BEIRUT: The technology sector’s culture rather than genetics is to blame for women’s underrepresentation in tech jobs, Sana Odeh, a professor of computer science at New York University, said Thursday at the fifth annual Arab Women in Computing conference in Beirut. “Women enrollment is almost the majority in the field [of computer science] in the Arab world,” said Odeh, the conference’s first keynote speaker. However, she pointed to low retention rates for women in the industry as evidence there was an issue of culture over capability.
“To be in this field you have to really have the best scores in your country, so [the women] have to be really great mathematical minds.”
Odeh’s comments came after a recent scandal at search engine giant Google when an engineer, who has since been fired, published a memo decrying initiatives to increase the number of women in the company, among other issues.
Among the engineer’s complaints, he said genetic traits were the reason women fare badly in technology jobs generally and leadership roles within Google specifically.
“It’s horrifying for me to be hearing [about the memo] at a time like this. I’m happy that Google finally came out and fired this person,” Odeh told The Daily Star on the sidelines of the conference.
Women face discrimination when they apply for tech jobs, the professor explained – and the primary reason they face a hard time securing tech jobs is because of the culture currently perpetuated in the male-dominated industry.
“They are making it very difficult for women to make it in this field and that’s really a problem,” Odeh said.
But it’s not only in Silicon Valley that women face problems gaining access to the tech sector, according to Lebanon’s Minister of State for Administrative Development Inaya Ezzeddine. “In Lebanon, we have quite a big proportion of female higher degree holders – maybe a little bit more than 50 percent – but they do not appear in the work market or the high-ranking positions of IT companies,” Ezzeddine told The Daily Star after her keynote speech at the conference. “We cannot afford to have more than half the society sit outside and not participate in the decision-making and the future of this area,” she said.

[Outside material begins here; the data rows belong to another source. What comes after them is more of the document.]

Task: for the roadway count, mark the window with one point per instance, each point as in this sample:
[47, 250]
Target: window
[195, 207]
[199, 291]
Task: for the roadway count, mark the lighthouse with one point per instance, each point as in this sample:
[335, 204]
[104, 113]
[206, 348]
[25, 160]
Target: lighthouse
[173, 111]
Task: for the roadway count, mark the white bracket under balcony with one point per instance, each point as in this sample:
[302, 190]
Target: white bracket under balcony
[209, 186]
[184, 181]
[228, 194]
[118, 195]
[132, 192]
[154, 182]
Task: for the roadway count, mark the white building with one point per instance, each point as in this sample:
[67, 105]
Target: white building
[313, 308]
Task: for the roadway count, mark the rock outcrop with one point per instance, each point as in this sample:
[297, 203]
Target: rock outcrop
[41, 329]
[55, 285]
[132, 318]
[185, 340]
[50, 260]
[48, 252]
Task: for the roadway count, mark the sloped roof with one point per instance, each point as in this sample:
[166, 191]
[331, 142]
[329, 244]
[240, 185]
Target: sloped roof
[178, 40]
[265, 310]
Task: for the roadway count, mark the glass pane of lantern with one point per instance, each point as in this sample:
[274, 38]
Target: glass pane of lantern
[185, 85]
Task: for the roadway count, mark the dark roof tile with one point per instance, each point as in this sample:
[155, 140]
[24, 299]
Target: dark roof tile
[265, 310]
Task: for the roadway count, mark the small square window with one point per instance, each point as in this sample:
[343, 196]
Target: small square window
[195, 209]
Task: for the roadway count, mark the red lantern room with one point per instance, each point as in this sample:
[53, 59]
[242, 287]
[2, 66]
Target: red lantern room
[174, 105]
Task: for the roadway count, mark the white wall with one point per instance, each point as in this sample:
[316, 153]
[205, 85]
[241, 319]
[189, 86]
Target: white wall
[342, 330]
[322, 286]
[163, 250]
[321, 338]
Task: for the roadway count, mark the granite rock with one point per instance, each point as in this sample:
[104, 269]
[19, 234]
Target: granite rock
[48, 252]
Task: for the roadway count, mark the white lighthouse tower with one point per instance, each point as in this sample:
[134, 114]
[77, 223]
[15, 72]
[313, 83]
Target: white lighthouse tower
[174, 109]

President of the American University of Beirut Fadlo Khuri, too, noted in his speech the healthy representation of women in the classroom and their woeful underrepresentation in the office.
The Arab world has a remarkably high rate of female enrollment in university computer science classes, he said, but only a quarter of those women graduates end up landing an job in the field.
“Women do at least as well as men [in science, technology, engineering and math], but then when they go [and] apply for a job they’re still drastically underrepresented,” Khuri said.
“This shouldn’t surprise us,” he said, “it should disturb us.”
Every speaker at the event highlighted the central importance of the tech industry in Lebanon’s job market. Job opportunities are booming in the sector, Khuri said, while speaker Jennifer Olmsted – an academic who had worked on a survey looking at women in the tech industry – noted that a significant number of women feel positively about starting their own tech businesses.
Kaoutar El-Maghraoui, an operating systems research scientist, spent time elaborating on the exciting new technologies she and her colleagues at global tech leader IBM are working on, and how these technologies will change the world.
The speeches inspired some of the young women sitting in the auditorium – like AUB student Marie Belle Kassouf. “[The conference is] good – [it shows] women are able to get involved and gives women a chance to show what they’re capable of. You have a chance to show yourself,” she said. “It’s not going to stop after we graduate.”
But if the culture of the male-dominated job sector does not change, the implications will be much broader than just a lack of jobs for women, Odeh warned.
“If women are not going to be part of this field, that means that their priorities, their issues, their focus are not going be resolved or dealt with because computer science is at the center of solving many of these issues,” she said.